High-level summary of necessary steps (more details can be found in the following documentation):

SAP Basis/Infrastructure tasks:

SAP Basis team:

  1. Create directories on each SAP application server:

    1. /sapmnt/<SID>/global/security/dvd_conn/hive

    2. /sapmnt/<SID>/global/security/dvd_conn/impala

  2. Upload the latest JDBC drivers for Hive and Impala to respective directories on each SAP application server:

    1. for Hive: /sapmnt/<SID>/global/security/dvd_conn/hive

    2. for Impala: /sapmnt/<SID>/global/security/dvd_conn/impala

  3. Upload files provided by the Hadoop team to directory /usr/sap/<SID>/global/security/dvd_conn:

    1. <SID>.keytab

    2. krb5.conf

    3. jssecacerts

  4. Upload .pem certificates for HttpFS/WebHDFS to STRUST.

  5. Enable HTTPS service in ICM.

  6. Create RFC destination for communication with HttpFS/WebHDFS service.

  7. Set parameter ict/disable_cookie_urlencoding (to 1 or 2 dependent on SAP kernel release).

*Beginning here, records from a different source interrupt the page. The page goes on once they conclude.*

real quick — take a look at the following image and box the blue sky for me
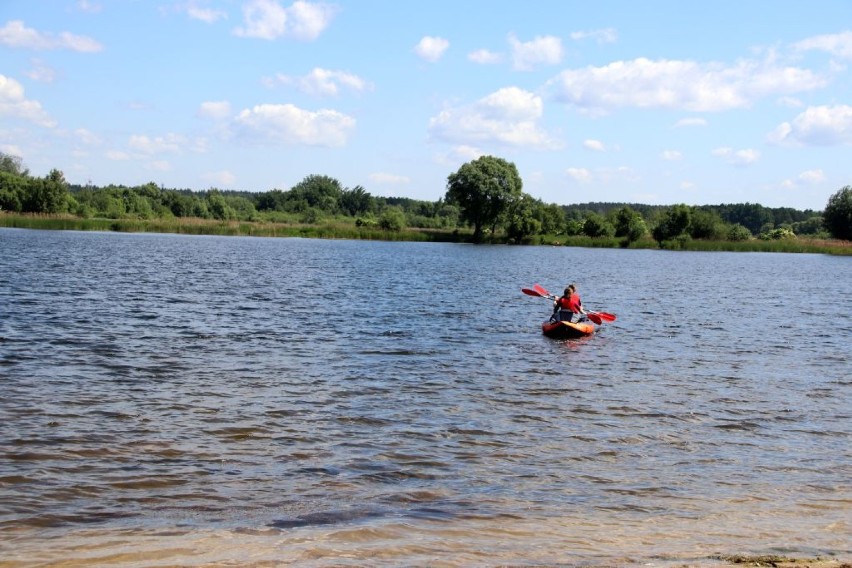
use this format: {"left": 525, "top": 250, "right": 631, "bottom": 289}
{"left": 2, "top": 1, "right": 851, "bottom": 211}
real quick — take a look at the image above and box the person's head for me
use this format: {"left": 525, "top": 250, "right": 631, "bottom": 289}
{"left": 567, "top": 284, "right": 576, "bottom": 295}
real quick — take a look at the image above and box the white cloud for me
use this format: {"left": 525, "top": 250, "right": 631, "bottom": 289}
{"left": 202, "top": 170, "right": 237, "bottom": 186}
{"left": 75, "top": 128, "right": 101, "bottom": 145}
{"left": 183, "top": 2, "right": 228, "bottom": 23}
{"left": 566, "top": 167, "right": 592, "bottom": 183}
{"left": 661, "top": 150, "right": 682, "bottom": 160}
{"left": 127, "top": 101, "right": 154, "bottom": 111}
{"left": 569, "top": 28, "right": 617, "bottom": 44}
{"left": 233, "top": 0, "right": 335, "bottom": 41}
{"left": 546, "top": 57, "right": 825, "bottom": 113}
{"left": 369, "top": 173, "right": 410, "bottom": 184}
{"left": 793, "top": 31, "right": 852, "bottom": 60}
{"left": 583, "top": 139, "right": 605, "bottom": 152}
{"left": 129, "top": 134, "right": 186, "bottom": 155}
{"left": 263, "top": 68, "right": 372, "bottom": 96}
{"left": 451, "top": 145, "right": 484, "bottom": 162}
{"left": 24, "top": 59, "right": 57, "bottom": 83}
{"left": 777, "top": 96, "right": 804, "bottom": 108}
{"left": 0, "top": 74, "right": 56, "bottom": 127}
{"left": 768, "top": 105, "right": 852, "bottom": 146}
{"left": 798, "top": 169, "right": 825, "bottom": 184}
{"left": 190, "top": 8, "right": 227, "bottom": 24}
{"left": 0, "top": 20, "right": 103, "bottom": 52}
{"left": 468, "top": 49, "right": 502, "bottom": 65}
{"left": 76, "top": 1, "right": 102, "bottom": 14}
{"left": 598, "top": 166, "right": 638, "bottom": 183}
{"left": 509, "top": 33, "right": 563, "bottom": 71}
{"left": 147, "top": 160, "right": 173, "bottom": 172}
{"left": 106, "top": 150, "right": 130, "bottom": 160}
{"left": 674, "top": 117, "right": 708, "bottom": 127}
{"left": 232, "top": 103, "right": 355, "bottom": 146}
{"left": 712, "top": 146, "right": 760, "bottom": 166}
{"left": 415, "top": 36, "right": 449, "bottom": 62}
{"left": 198, "top": 100, "right": 232, "bottom": 120}
{"left": 428, "top": 86, "right": 560, "bottom": 149}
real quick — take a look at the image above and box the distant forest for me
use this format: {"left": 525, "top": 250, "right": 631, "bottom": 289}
{"left": 61, "top": 180, "right": 825, "bottom": 238}
{"left": 0, "top": 151, "right": 835, "bottom": 245}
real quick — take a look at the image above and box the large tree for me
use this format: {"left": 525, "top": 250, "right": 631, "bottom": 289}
{"left": 613, "top": 206, "right": 647, "bottom": 244}
{"left": 445, "top": 155, "right": 523, "bottom": 242}
{"left": 0, "top": 152, "right": 28, "bottom": 176}
{"left": 289, "top": 174, "right": 343, "bottom": 213}
{"left": 505, "top": 194, "right": 541, "bottom": 244}
{"left": 823, "top": 186, "right": 852, "bottom": 241}
{"left": 25, "top": 169, "right": 69, "bottom": 214}
{"left": 651, "top": 204, "right": 691, "bottom": 245}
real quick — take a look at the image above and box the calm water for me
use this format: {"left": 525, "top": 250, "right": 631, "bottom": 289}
{"left": 0, "top": 228, "right": 849, "bottom": 567}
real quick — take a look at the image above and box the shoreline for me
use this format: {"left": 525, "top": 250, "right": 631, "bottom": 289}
{"left": 2, "top": 213, "right": 850, "bottom": 255}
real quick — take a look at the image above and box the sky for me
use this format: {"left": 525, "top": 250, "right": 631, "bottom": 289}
{"left": 1, "top": 1, "right": 851, "bottom": 211}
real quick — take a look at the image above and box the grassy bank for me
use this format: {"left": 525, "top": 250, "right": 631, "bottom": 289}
{"left": 2, "top": 212, "right": 850, "bottom": 255}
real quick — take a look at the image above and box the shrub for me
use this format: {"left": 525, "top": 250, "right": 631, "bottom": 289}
{"left": 727, "top": 224, "right": 752, "bottom": 241}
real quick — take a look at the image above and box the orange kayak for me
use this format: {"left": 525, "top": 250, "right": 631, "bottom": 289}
{"left": 541, "top": 319, "right": 595, "bottom": 339}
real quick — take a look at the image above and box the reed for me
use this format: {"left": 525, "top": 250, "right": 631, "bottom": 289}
{"left": 2, "top": 212, "right": 849, "bottom": 254}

  8. Deploy SNP Java Connector .

    1. Create SNP_JAVA_CONN RFC:

      1. Connection type: TCP/IP Connection

      2. Activation type: Registered Server Program

      3. Fill in the Program ID for example: SNP_JAVA_CONN

    2. Create Technical SAP user for ABAP->JCO RFC Communication:

      1. In transport, you are provided with a template role with name /DVD/JCORFC (if you will use this role, please do not forget to generate the role in transaction PFCG)

      2. User should be created with type System and should be assigned with role /DVD/JCORFC

    3. Grant access for external program SNP_JAVA_CONN to SAP gateway:

      1. Check SMGW > Goto > Expert Functions > External Security > Maintenance of ACL files if external programs are allowed (=* or ProgramID)

Networking team:

  1. Enable correct resolution of hostnames of Hadoop nodes and Kerberos KDC from the SAP system.

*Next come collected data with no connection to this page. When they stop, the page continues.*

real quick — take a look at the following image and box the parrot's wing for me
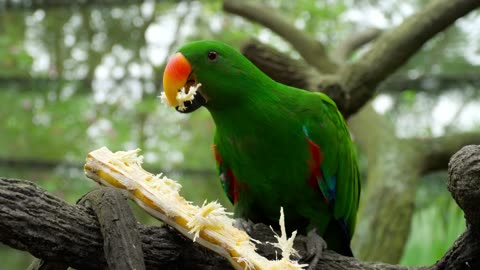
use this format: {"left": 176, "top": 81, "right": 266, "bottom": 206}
{"left": 303, "top": 92, "right": 361, "bottom": 243}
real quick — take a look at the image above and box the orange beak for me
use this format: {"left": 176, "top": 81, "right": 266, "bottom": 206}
{"left": 163, "top": 52, "right": 192, "bottom": 106}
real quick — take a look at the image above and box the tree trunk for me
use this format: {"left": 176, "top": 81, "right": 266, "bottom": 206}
{"left": 349, "top": 105, "right": 422, "bottom": 262}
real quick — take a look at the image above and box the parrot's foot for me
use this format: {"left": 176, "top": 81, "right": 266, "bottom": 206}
{"left": 233, "top": 218, "right": 256, "bottom": 235}
{"left": 296, "top": 229, "right": 326, "bottom": 270}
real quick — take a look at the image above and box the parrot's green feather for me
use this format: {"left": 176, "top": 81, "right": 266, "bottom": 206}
{"left": 175, "top": 40, "right": 360, "bottom": 256}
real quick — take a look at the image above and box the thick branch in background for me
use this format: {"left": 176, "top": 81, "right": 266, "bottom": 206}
{"left": 380, "top": 73, "right": 480, "bottom": 94}
{"left": 349, "top": 105, "right": 421, "bottom": 262}
{"left": 339, "top": 0, "right": 480, "bottom": 116}
{"left": 241, "top": 40, "right": 312, "bottom": 90}
{"left": 332, "top": 27, "right": 383, "bottom": 63}
{"left": 223, "top": 0, "right": 338, "bottom": 73}
{"left": 419, "top": 132, "right": 480, "bottom": 173}
{"left": 227, "top": 0, "right": 480, "bottom": 117}
{"left": 240, "top": 41, "right": 480, "bottom": 97}
{"left": 1, "top": 145, "right": 480, "bottom": 269}
{"left": 240, "top": 39, "right": 348, "bottom": 107}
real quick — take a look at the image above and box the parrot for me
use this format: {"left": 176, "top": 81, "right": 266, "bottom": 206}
{"left": 162, "top": 40, "right": 360, "bottom": 257}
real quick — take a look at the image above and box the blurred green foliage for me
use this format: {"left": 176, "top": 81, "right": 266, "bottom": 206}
{"left": 401, "top": 173, "right": 465, "bottom": 265}
{"left": 0, "top": 0, "right": 478, "bottom": 268}
{"left": 401, "top": 196, "right": 465, "bottom": 265}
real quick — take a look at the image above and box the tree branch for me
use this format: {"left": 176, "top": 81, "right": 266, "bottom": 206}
{"left": 77, "top": 187, "right": 146, "bottom": 270}
{"left": 380, "top": 73, "right": 480, "bottom": 93}
{"left": 231, "top": 0, "right": 480, "bottom": 118}
{"left": 349, "top": 104, "right": 421, "bottom": 262}
{"left": 223, "top": 0, "right": 338, "bottom": 73}
{"left": 332, "top": 27, "right": 383, "bottom": 63}
{"left": 418, "top": 132, "right": 480, "bottom": 173}
{"left": 0, "top": 178, "right": 231, "bottom": 269}
{"left": 339, "top": 0, "right": 480, "bottom": 116}
{"left": 448, "top": 145, "right": 480, "bottom": 229}
{"left": 240, "top": 39, "right": 312, "bottom": 90}
{"left": 2, "top": 143, "right": 480, "bottom": 270}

  2. Enable outbound communication from the SAP system to Hadoop services:

Port

Service

Port

Service

10000

Hive

14000

HttpFS

21050

Impala

50070

WebHDFS (may be required if HttpFS is not available)

88

Kerberos Key Distribution Center (KDC)

 

Hadoop team:

  1. Create Kerberos principal for each SAP system (<sid>hdp) and provide its keytab file to the SAP Basis team (further referred to as Hadoop technical user).

  2. Provide krb5.conf file to the SAP Basis team.

  3. Provide Java truststore (jssecacerts) from the Hadoop environment to the SAP Basis team.

  4. Provide .pem certificate of HttpFS/WebHDFS service to SAP Basis team.

  5. Create a home directory for each technical <SID>hdp user with appropriate ownership/permissions (e.g. /user/<sid>hdp)”

    1. This can be tested by: curl --negotiate -u : -k "https://<HttpFS_host_FQDN>:14000/webhdfs/v1/?op=GETHOMEDIRECTORY".

  6. Create a Hive database for each SAP system (sap<sid>).

  7. Create Sentry/Ranger policies granting full privileges to <sid>hdp user on sap<sid> database and user's HDFS directory (e.g. /user/<sid>hdp).

  8. Test access of Hadoop technical user.